Time Trend Analysis

The main purpose of this web page is to seek help from the statistical community concerning a better method to determine significance of a linear time trend.

If someone is plotting results over time, they normally want to know if there is a time trend. For example, "Is the death rate for disease X in County Y steady, going up or going down?". This is a very basic statistical task, and applies to many situations.

Vitalnet uses the least squares regression method to determine the time trend line. The significance of the trend is determined by calculating the confidence interval (CI) of the slope, at some confidence level (eg, 95%). If the CI includes 0, there is no significant trend. Otherwise, there is a significant trend. The following table shows the three general trend cases:

95% CI of Slope | Significant Trend? |
---|---|

-0.6 to -0.2 (- to -) | yes, downward trend |

-0.2 to +0.2 (- to +) | no significant trend |

+0.2 to +0.6 (+ to +) | yes, upward trend |

Least squares works fine if each data point is known with certainty. The problem is that least squares analysis takes no account of the variability at each data point. All least squares knows is the rate at each point. However, a rate based on many observations is certainly more stable than one based on just a few. For example, suppose there are two counties, Adams with 2,000 people, Brown with 200,000 people, and the population counts stay the same over time.
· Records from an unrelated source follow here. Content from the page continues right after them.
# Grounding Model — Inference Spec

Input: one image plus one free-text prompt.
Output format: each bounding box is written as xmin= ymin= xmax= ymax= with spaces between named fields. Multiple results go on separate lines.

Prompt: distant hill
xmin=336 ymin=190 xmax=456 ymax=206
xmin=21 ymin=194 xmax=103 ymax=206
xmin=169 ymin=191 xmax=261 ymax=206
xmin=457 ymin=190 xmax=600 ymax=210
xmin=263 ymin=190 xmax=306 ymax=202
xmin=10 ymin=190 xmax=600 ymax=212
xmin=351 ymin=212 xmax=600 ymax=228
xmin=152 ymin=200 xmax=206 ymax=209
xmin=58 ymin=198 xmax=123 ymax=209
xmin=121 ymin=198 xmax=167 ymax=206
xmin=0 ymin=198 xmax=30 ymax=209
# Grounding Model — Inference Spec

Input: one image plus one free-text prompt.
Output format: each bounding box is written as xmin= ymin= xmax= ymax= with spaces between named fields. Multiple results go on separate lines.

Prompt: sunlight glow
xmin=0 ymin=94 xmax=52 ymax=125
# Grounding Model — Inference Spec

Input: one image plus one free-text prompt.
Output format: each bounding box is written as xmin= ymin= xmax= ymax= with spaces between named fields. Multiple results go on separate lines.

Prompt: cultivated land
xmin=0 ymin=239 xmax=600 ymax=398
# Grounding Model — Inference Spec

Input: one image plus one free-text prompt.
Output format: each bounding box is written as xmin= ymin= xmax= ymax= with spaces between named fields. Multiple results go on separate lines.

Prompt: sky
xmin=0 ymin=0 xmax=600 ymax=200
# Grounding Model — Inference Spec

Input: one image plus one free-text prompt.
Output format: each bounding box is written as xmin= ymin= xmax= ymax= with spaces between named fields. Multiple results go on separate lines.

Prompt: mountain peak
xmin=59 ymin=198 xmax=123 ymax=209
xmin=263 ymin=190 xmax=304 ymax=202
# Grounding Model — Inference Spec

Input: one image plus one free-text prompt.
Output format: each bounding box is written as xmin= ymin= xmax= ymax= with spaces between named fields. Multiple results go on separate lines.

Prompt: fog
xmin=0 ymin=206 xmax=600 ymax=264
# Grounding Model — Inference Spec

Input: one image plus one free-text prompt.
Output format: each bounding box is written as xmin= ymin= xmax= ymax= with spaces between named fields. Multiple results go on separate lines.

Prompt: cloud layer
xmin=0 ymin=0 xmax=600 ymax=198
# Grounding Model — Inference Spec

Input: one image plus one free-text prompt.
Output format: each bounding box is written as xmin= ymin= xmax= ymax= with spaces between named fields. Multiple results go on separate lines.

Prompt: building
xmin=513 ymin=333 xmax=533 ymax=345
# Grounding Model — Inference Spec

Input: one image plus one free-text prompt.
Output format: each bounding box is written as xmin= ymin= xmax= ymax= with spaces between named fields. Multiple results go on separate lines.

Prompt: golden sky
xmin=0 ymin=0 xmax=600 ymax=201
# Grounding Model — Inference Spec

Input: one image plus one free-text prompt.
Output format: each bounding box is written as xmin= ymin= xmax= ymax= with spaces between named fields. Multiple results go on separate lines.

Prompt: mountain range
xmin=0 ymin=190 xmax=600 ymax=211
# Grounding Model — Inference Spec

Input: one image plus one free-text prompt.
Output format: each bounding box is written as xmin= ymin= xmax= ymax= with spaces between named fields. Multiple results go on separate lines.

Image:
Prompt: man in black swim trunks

Further, suppose the rates and case counts for disease X in the two counties are as follows:

Year | Rate per 100,000 | Adams Cty Cases | Brown Cty Cases |
---|---|---|---|

2000 | 150 | 3 | 300 |

2001 | 200 | 4 | 400 |

2002 | 200 | 4 | 400 |

2003 | 250 | 5 | 500 |

Both counties would (appropriately) have exactly the same least squares line for the rates, since the least squares analysis is based on the rate data. Also, any trend (upward in this case) would be the same for both counties.

The problem is that the CI for the slope would also be identical for both counties. However, this doesn't make sense, because the rates in Adams County are obviously less stable, so the Adams slope CI should accordingly be larger.

I would think there is an existing method to determine the CI of the slope, taking into account the number of observations. However, I have read through standard statistical textbooks, as well as books focusing on trend analysis, and could not find this addressed, at least in a way that could be translated into a practical algorithm. Also, I have asked a few statisticians this basic question. So far, nobody has known the answer.

Please note that "use procedure X in SPSS / SAS / STATA" is probably not helpful, because a black box does not help. Unfortunately, all too often statisticians select from a "menu" of statistics, without understanding the underlying algorithm. Instead, I am looking for the basic math algorithm, with a practical example worked out, such as the practical example showing least squares. The same four-year data set used in the least squares example could be used. If you know how to construct a practical example showing how to take the number of cases into account when calculating the slope CI, or have any other suggestions / insights, please contact me. I will certainly acknowledge your assistance, and owe you a debt of gratitude.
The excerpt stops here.